Contributions of our work
- We present novel guidance mechanisms for discrete diffusion. This is a core focus of our work and is novel relative to both DFM (Gat et al. 2024) no MDLM (Sahoo et al. 2024)
- We introduced UDLM (analogy of MDLM for uniform noise), which is more guideable. Specific novel components include a refined ELBO with terms analytically set to zero and a continuous time limit.

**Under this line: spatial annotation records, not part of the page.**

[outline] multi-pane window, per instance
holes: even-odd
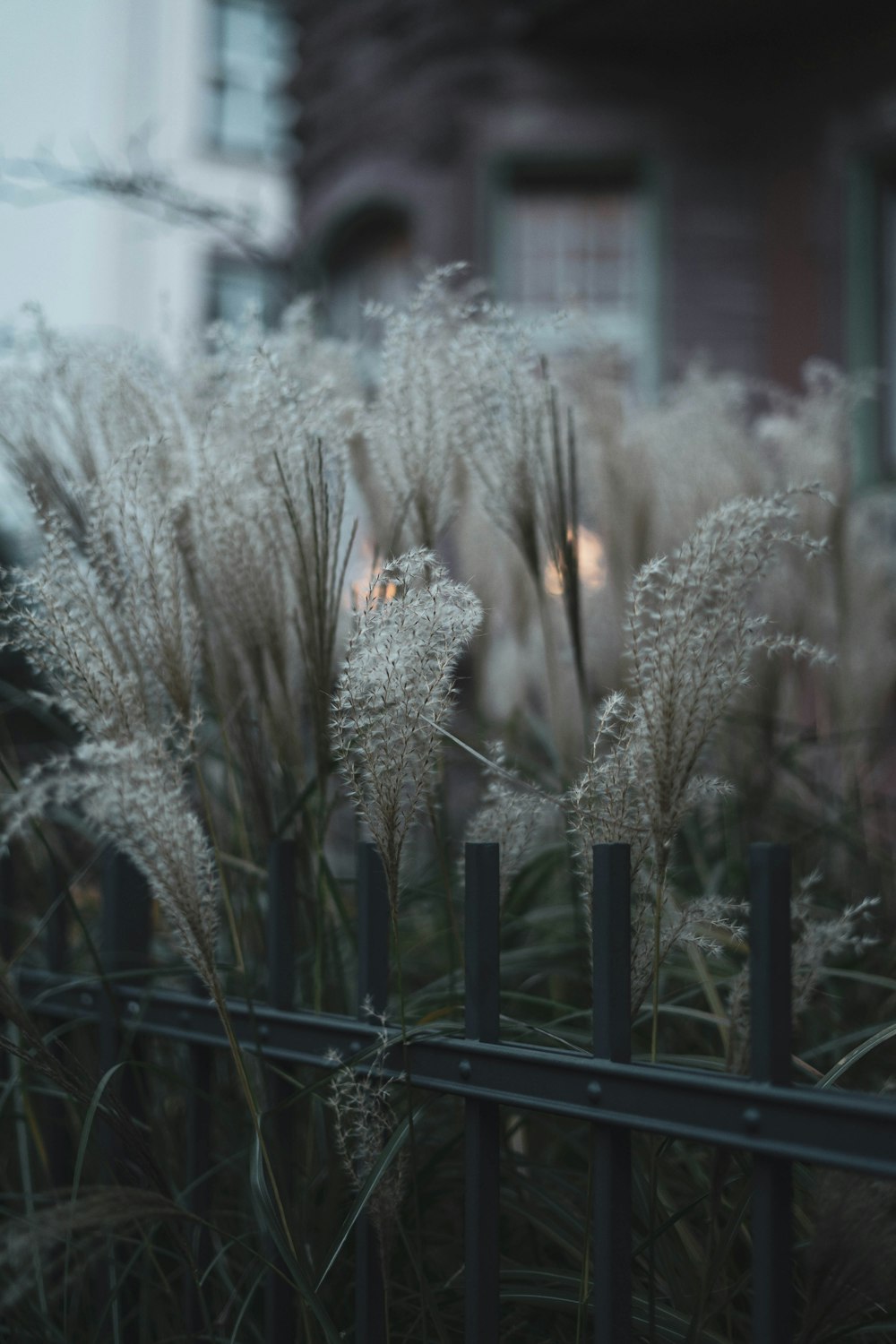
[[[500,296],[536,321],[563,309],[570,332],[614,347],[631,383],[643,387],[656,276],[639,188],[578,173],[519,173],[498,208]]]
[[[282,0],[214,0],[208,133],[216,149],[267,160],[283,155],[283,87],[294,59]]]
[[[212,257],[207,274],[207,319],[239,325],[257,313],[265,327],[278,321],[290,297],[285,267],[235,257]]]

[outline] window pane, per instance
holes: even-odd
[[[545,323],[548,344],[563,345],[575,329],[614,345],[631,380],[647,387],[653,258],[643,210],[634,187],[521,176],[504,200],[497,281],[529,320],[571,314],[559,329]]]
[[[211,38],[212,140],[222,149],[277,155],[289,116],[281,90],[294,51],[281,9],[253,0],[218,0]]]
[[[270,140],[265,94],[226,85],[220,102],[220,140],[231,149],[265,149]]]

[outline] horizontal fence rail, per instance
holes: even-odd
[[[630,1059],[629,851],[594,849],[594,1031],[591,1050],[528,1046],[500,1039],[497,845],[467,845],[465,874],[465,1021],[457,1034],[411,1028],[407,1039],[387,1028],[390,1042],[376,1063],[388,989],[388,900],[375,851],[359,853],[357,1016],[293,1011],[293,980],[283,946],[293,899],[290,847],[270,857],[269,960],[271,1003],[230,1003],[240,1046],[278,1064],[333,1068],[333,1055],[359,1071],[375,1067],[415,1087],[465,1099],[465,1340],[500,1337],[498,1156],[500,1107],[540,1110],[591,1122],[592,1134],[592,1308],[594,1340],[627,1344],[631,1335],[633,1130],[754,1154],[752,1246],[756,1344],[791,1339],[791,1164],[840,1167],[896,1177],[896,1106],[892,1099],[791,1083],[790,1043],[790,857],[779,845],[752,845],[750,855],[751,1075],[685,1068]],[[124,892],[118,892],[118,900]],[[113,896],[106,896],[113,899]],[[134,906],[132,905],[132,909]],[[136,909],[142,911],[137,903]],[[144,915],[141,914],[141,918]],[[106,921],[114,927],[114,921]],[[125,941],[129,937],[124,930]],[[110,965],[121,956],[106,949]],[[140,962],[128,945],[122,978],[67,976],[56,969],[19,968],[19,993],[34,1012],[95,1024],[109,1038],[110,1021],[185,1042],[208,1071],[210,1052],[227,1048],[216,1009],[199,995],[150,989],[128,981]],[[110,1017],[111,1008],[111,1017]],[[406,1074],[407,1068],[407,1074]],[[282,1081],[281,1081],[282,1083]],[[285,1085],[287,1087],[287,1085]],[[285,1095],[285,1094],[283,1094]],[[282,1099],[282,1097],[281,1097]],[[207,1114],[197,1124],[207,1124]],[[287,1146],[287,1136],[283,1136]],[[196,1161],[208,1160],[199,1137]],[[199,1175],[199,1173],[197,1173]],[[356,1227],[356,1341],[384,1341],[379,1257],[364,1216]],[[292,1337],[290,1305],[271,1285],[269,1337]]]

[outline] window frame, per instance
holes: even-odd
[[[896,204],[896,151],[857,155],[846,176],[846,368],[889,374],[896,364],[896,231],[885,254],[884,211]],[[887,270],[891,269],[891,332]],[[889,336],[889,341],[888,341]],[[892,341],[892,351],[888,344]],[[896,387],[864,396],[853,409],[853,488],[896,482]],[[888,442],[889,441],[889,442]]]
[[[224,59],[224,11],[228,8],[254,8],[267,11],[271,17],[283,24],[289,31],[289,12],[282,0],[206,0],[206,77],[204,77],[204,114],[203,114],[203,141],[208,152],[219,159],[235,163],[258,164],[261,167],[281,165],[289,161],[289,118],[278,118],[277,134],[262,137],[261,142],[230,141],[223,134],[222,106],[226,90],[243,89],[232,74],[227,70]],[[286,103],[285,83],[290,75],[283,62],[283,77],[275,83],[267,85],[263,91],[265,108],[270,112],[270,105],[275,99]]]
[[[297,294],[297,286],[294,284],[289,262],[278,261],[277,258],[259,261],[239,257],[234,253],[218,249],[214,249],[207,254],[203,267],[201,301],[204,325],[234,320],[239,323],[243,320],[243,313],[236,314],[235,319],[226,317],[220,310],[220,304],[216,302],[215,277],[227,271],[235,276],[242,273],[247,278],[258,278],[265,288],[270,286],[270,292],[266,293],[262,300],[259,317],[265,329],[277,327],[282,313],[286,308],[289,308]],[[273,300],[271,294],[275,288],[281,289],[282,293],[277,297],[277,300]]]
[[[656,402],[664,376],[664,278],[666,210],[660,164],[649,155],[594,155],[564,151],[509,151],[492,156],[481,184],[480,238],[484,270],[502,298],[500,258],[508,231],[513,190],[523,181],[570,183],[588,190],[625,187],[642,204],[642,246],[649,259],[647,281],[641,294],[645,343],[637,359],[638,395]]]

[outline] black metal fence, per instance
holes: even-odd
[[[185,1042],[195,1086],[187,1117],[193,1211],[203,1212],[200,1180],[208,1169],[208,1078],[212,1052],[227,1042],[215,1008],[201,996],[148,991],[126,973],[145,962],[149,902],[129,890],[113,864],[103,890],[107,970],[118,978],[74,981],[64,973],[58,921],[48,929],[48,968],[21,969],[19,992],[40,1015],[97,1023],[101,1059],[117,1058],[122,1027]],[[289,1064],[332,1068],[373,1050],[379,1028],[365,1005],[386,1012],[390,913],[383,871],[372,847],[359,853],[357,1017],[293,1011],[294,852],[273,847],[269,864],[269,1001],[230,1004],[236,1038],[249,1051]],[[631,1063],[629,851],[594,851],[594,1035],[591,1054],[502,1043],[498,1015],[498,847],[467,845],[465,887],[465,1031],[415,1032],[407,1043],[412,1086],[465,1099],[465,1312],[466,1344],[500,1340],[498,1150],[500,1107],[533,1109],[590,1121],[592,1133],[592,1320],[598,1344],[631,1339],[633,1130],[723,1145],[752,1154],[752,1337],[785,1344],[793,1336],[791,1164],[794,1161],[896,1176],[892,1101],[791,1083],[790,856],[780,845],[750,853],[751,1071]],[[124,977],[124,978],[122,978]],[[329,1058],[328,1058],[329,1056]],[[396,1044],[384,1068],[402,1074]],[[357,1067],[369,1067],[360,1063]],[[289,1083],[281,1081],[289,1090]],[[286,1095],[286,1094],[285,1094]],[[138,1099],[134,1097],[134,1106]],[[364,1219],[356,1227],[357,1344],[384,1340],[379,1258]],[[271,1341],[292,1337],[287,1285],[270,1277],[266,1300]]]

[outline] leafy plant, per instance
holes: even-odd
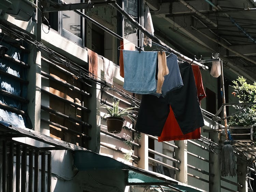
[[[138,107],[126,107],[122,109],[120,109],[119,106],[119,100],[118,100],[115,102],[113,101],[112,104],[113,107],[105,105],[102,106],[102,108],[105,109],[107,112],[103,117],[115,117],[123,118],[124,117],[127,117],[132,121],[135,122],[136,121],[135,117],[133,115],[133,114],[137,112],[132,109],[138,108]]]
[[[232,82],[234,92],[232,93],[238,98],[240,103],[256,102],[256,83],[252,85],[246,82],[243,76],[238,77],[237,80]],[[241,106],[233,106],[238,111],[243,108]],[[230,117],[229,126],[246,126],[256,125],[256,105],[245,108]]]

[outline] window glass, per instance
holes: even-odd
[[[80,0],[69,0],[68,3],[81,3]],[[66,31],[81,38],[81,17],[74,11],[62,12],[62,28]]]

Training with UDLM ELBO outperforms DFM
We first make clear that DFM is concurrent work with ours. Moreover, we find that using the training objective proposed in DFM leads to worse language modeling performance (as measured by PPL, the standard quality metric):
| Dataset | Training Objective | Validation ELBO |
|---|---|---|
| QM9 | Cross-entropy (as in DFM) | 2.99 |
| QM9 | UDLM ELBO | 2.02 |
| Species10 | Cross-entropy (as in DFM) | 5.20 |
| Species10 | UDLM ELBO | 3.15 |
The paper focuses on discrete diffusion models, proposing classifier-based and classifier-free guidance mechanisms, introducing Uniform Noise Diffusion Language Models (UDLM), and improving performance through a continuous-time ELBO objective. The reviewers found that the paper is well-written and well-organized, the derivation of a simplified ELBO for discrete diffusion with uniform noise offers theoretical and practical improvements, and the proposed guidance mechanism is practical and easy to implement. The reviewers raised concerns about novelty compared to concurrent works, particularly MDLM, leading to scepticism about the contributions, the performance of UDML on large-scale language tasks (e.g., LM1B) showed limited improvement compared to MDLM, scepticism about scalability, and missing complexity analysis and runtime comparisons. During the rebuttal, the authors added new experiments addressing scalability concerns (ImageNet, LM1B), and clarifications on distinctions from related works were provided, though some reviewers found these insufficient. Given that the novelty concerns are partially related to concurrent work and that the authors addressed the majority of the concerns raised by the reviewers, leading to the majority of the reviewers recommending a marginal acceptance, I recommend accepting the paper.
审稿人讨论附加意见
As mentioned in the meta-review, the authors addressed many of the concerns raised by the reviewers in the reburial and discussion phase. The main outstanding concern, particularly with Reviewer S2DB, was related to novelty.